Later on, I had some big projects I was fortunate enough to work on. I was responsible for the Sprite Game Ball Delivery for each home game, which included meeting the family in Sprite's seats (or picking a random kid in the crowd during pregame), giving them a jersey and signed mini-ball, and bringing the kid down to take a picture with the referee right before the game at center court. 

My favorite part of the job was brainstorming sessions for prospects that the sales team could approach.  I was fortunate enough to hear that my brainstorm asset made the pitch deck to Krispy Kreme. I really learned what the goal of the group was: “Be Unique, Be Different, and Make it Fun.”

SMD: What was your biggest takeaway/lesson learned?

AL: My biggest takeaway and lessons learned from my experience was not to be afraid to breathe and take on what I knew I could handle.

While I had one supervisor, there were 13 people in my department and people in every department across the organization, bringing projects to just two partnership interns. Time management was a skill I worked on greatly. I will say I still said yes to every project given because I did not want to miss an opportunity to grow and learn.

SMD: How did your Fisher education help you prepare for the role?

AL: There were so many relatable aspects to what I did in Charlotte.  One of the first projects I worked on was researching NBA Venues and their sustainability efforts related to food waste and diversion. Luckily, I had worked on a similar project with Dr. Katie Burakowski's Sustainability in Sport class and pulled up a document that already included a few venues and then built off that list. 

Senior Capstone and Research and Evaluation were the two most important classes I took. I was part of an intern group project, which was very similar to my capstone project, but directed towards the Hornets College Rush Pass for students. Research was important because that taught me time management skills but it also taught me how to be thorough when building prospect lists for the Hornets brand new 2K Team, Venom GT. 

SMD: What would you tell prospective students about the sport management program?

AL: This program gives you all the tools necessary to learn about the industry and become successful. The professors want to help and give you advice and knowledge that they have either learned themselves or learned while talking to alumni. The program is what you as the student make out of it. This industry requires more hours than expected, and is a challenge to anyone in the field.

SMD: What advice would you give to incoming students interested in the sport management program?

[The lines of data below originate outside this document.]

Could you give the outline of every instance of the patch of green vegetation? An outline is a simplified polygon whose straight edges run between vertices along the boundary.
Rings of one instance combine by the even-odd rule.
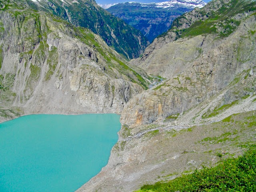
[[[123,151],[124,150],[124,147],[125,146],[126,143],[126,142],[125,141],[122,141],[120,143],[120,148],[121,150]]]
[[[249,97],[250,97],[250,95],[245,95],[244,96],[242,97],[242,99],[245,99],[246,98],[248,98]]]
[[[178,174],[178,173],[177,173],[176,172],[174,172],[174,173],[171,173],[170,174],[168,174],[167,175],[164,176],[163,176],[162,177],[171,177],[172,176],[174,176],[175,175],[176,175],[177,174]]]
[[[5,118],[13,118],[15,117],[20,116],[20,114],[18,112],[14,111],[12,109],[0,109],[0,116]]]
[[[155,135],[158,134],[159,133],[159,130],[158,129],[156,129],[156,130],[153,130],[152,131],[149,131],[146,134],[145,134],[145,136],[146,137],[153,137],[155,136]]]
[[[168,116],[166,118],[166,120],[176,120],[178,117],[179,116],[180,114],[177,113],[177,114],[174,114],[171,115],[170,116]]]
[[[233,101],[231,103],[230,103],[229,104],[226,104],[225,105],[223,105],[220,107],[216,108],[215,108],[213,111],[210,114],[208,114],[207,113],[204,114],[202,116],[202,118],[203,119],[206,119],[208,118],[210,118],[212,117],[214,117],[214,116],[218,115],[222,111],[226,110],[226,109],[230,108],[232,107],[233,105],[236,104],[238,102],[238,100],[236,100],[235,101]]]
[[[37,80],[39,78],[41,68],[36,65],[31,64],[29,67],[31,73],[29,78],[32,79],[33,80]]]
[[[126,138],[132,135],[131,130],[129,128],[129,126],[124,124],[122,127],[122,136],[124,138]]]
[[[52,49],[49,52],[47,60],[47,64],[49,65],[49,69],[46,72],[44,80],[48,81],[54,73],[58,64],[58,53],[56,47],[53,47]]]
[[[186,92],[188,91],[188,89],[186,87],[173,87],[173,88],[182,92]]]
[[[202,139],[201,141],[199,141],[199,143],[205,143],[206,142],[210,142],[211,143],[220,143],[222,142],[225,142],[226,141],[234,141],[236,140],[239,137],[239,136],[237,136],[235,137],[232,137],[232,135],[234,135],[237,134],[238,132],[235,130],[233,133],[230,132],[227,132],[224,133],[220,136],[216,136],[214,137],[206,137]],[[228,136],[231,136],[228,137]]]
[[[243,156],[225,160],[215,167],[204,167],[168,182],[145,185],[136,191],[255,191],[255,178],[256,150],[251,148]]]
[[[162,84],[161,84],[160,85],[158,85],[156,88],[154,88],[153,89],[153,90],[157,90],[158,89],[159,89],[160,88],[161,88],[161,87],[162,87],[162,86],[165,86],[166,85],[166,83],[165,83],[165,82],[164,82]]]
[[[3,64],[3,61],[4,58],[3,58],[3,49],[2,44],[0,46],[0,69],[2,68],[2,66]]]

AL: The sport industry is more than the players you see on the field.  I changed my major before my junior year and it was one of the best decisions I made in college. I had the challenge of a two-year window to complete my degree and ended with an internship with the Charlotte Hornets.

To the incoming students, I will say this: Research the sport industry because there is literally a position for anything; find what you are passionate about and work for that goal, and do not be afraid to change your mind.

My original goal was baseball operations in Major League Baseball, then it became college athletics, and now I want to be on a partnership or marketing path. So do not be afraid of change and embrace the knowledge and access you can have while at Fisher’s sport management program.

Something that Professor Pat Gordon said right before my internship stuck with me: “Be the hardest worker in the room, and don't let someone outwork you.”